Boundary-RL: Reinforcement Learning for Weakly-Supervised Prostate Segmentation in TRUS Images

We propose Boundary-RL, a novel weakly supervised segmentation method that utilises only patch-level labels for training. We envision the segmentation as a boundary detection problem, rather than a pixel-level classification as in previous works. This outlook on segmentation may allow for boundary delineation under challenging scenarios such as where noise artefacts may be present within the region-of-interest (ROI) boundaries, where traditional pixel-level classification-based weakly supervised methods may not be able to effectively segment the ROI. Particularly of interest, ultrasound images, where intensity values represent acoustic impedance differences between boundaries, may also benefit from the boundary delineation approach. Our method uses reinforcement learning to train a controller function to localise boundaries of ROIs using a reward derived from a pre-trained boundary-presence classifier. The classifier indicates when an object boundary is encountered within a patch, as the controller modifies the patch location in a sequential Markov decision process. The classifier itself is trained using only binary patch-level labels of object presence, which are the only labels used during training of the entire boundary delineation framework, and serves as a weak signal to inform the boundary delineation. The use of a controller function ensures that a sliding window over the entire image is not necessary. It also prevents possible false-positive or -negative cases by minimising number of patches passed to the boundary-presence classifier. We evaluate our proposed approach for a clinically relevant task of prostate gland segmentation on trans-rectal ultrasound images.

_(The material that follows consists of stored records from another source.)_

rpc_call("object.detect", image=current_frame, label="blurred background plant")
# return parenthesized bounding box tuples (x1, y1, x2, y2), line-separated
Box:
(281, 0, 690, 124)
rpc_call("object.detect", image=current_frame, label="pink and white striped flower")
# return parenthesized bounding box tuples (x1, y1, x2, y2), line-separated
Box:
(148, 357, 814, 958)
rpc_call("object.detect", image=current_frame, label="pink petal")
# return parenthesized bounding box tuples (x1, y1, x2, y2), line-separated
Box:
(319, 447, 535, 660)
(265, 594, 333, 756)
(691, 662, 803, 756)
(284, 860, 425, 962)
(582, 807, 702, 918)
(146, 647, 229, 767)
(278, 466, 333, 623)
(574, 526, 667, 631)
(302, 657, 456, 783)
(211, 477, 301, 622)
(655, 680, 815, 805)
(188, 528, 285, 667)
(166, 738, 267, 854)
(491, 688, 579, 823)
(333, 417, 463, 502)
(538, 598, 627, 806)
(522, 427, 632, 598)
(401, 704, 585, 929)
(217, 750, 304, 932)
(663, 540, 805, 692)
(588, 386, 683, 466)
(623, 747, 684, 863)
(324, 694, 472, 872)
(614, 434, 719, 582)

We show improved performance compared to other tested weakly supervised methods, using the same labels e.g., multiple instance learning.

翻译：摘要：本文提出Boundary-RL，一种仅利用图像块级标签进行训练的新型弱监督分割方法。与以往将分割视为像素级分类任务的研究不同，我们将分割视为边界检测问题。这种分割视角能够在感兴趣区域（ROI）边界内存在噪声伪影等具有挑战性的场景中实现边界勾勒，而传统基于像素级分类的弱监督方法可能无法有效分割ROI。特别值得关注的是，超声图像中的强度值代表不同边界之间的声阻抗差异，因此边界勾勒方法可能尤其适用于此类图像。我们的方法使用强化学习训练控制器函数，通过预训练的边界存在性分类器提供的奖励信号来定位ROI边界。当控制器在序列马尔可夫决策过程中修改图像块位置时，该分类器可指示图像块中是否遇到目标边界。分类器本身仅利用对象存在性的二值图像块级标签进行训练——这也是整个边界勾勒框架训练过程中使用的唯一标签——并作为指导边界勾勒的弱监督信号。控制器函数的采用确保了无需对整个图像进行滑动窗口扫描，同时通过最小化传递给边界存在性分类器的图像块数量，避免了可能的假阳性或假阴性案例。我们针对经直肠超声图像中前列腺腺体分割这一临床任务评估了所提方法。实验结果表明，在使用相同标签（如多示例学习）的情况下，我们提出的方法与其他测试过的弱监督方法相比具有更优的分割性能。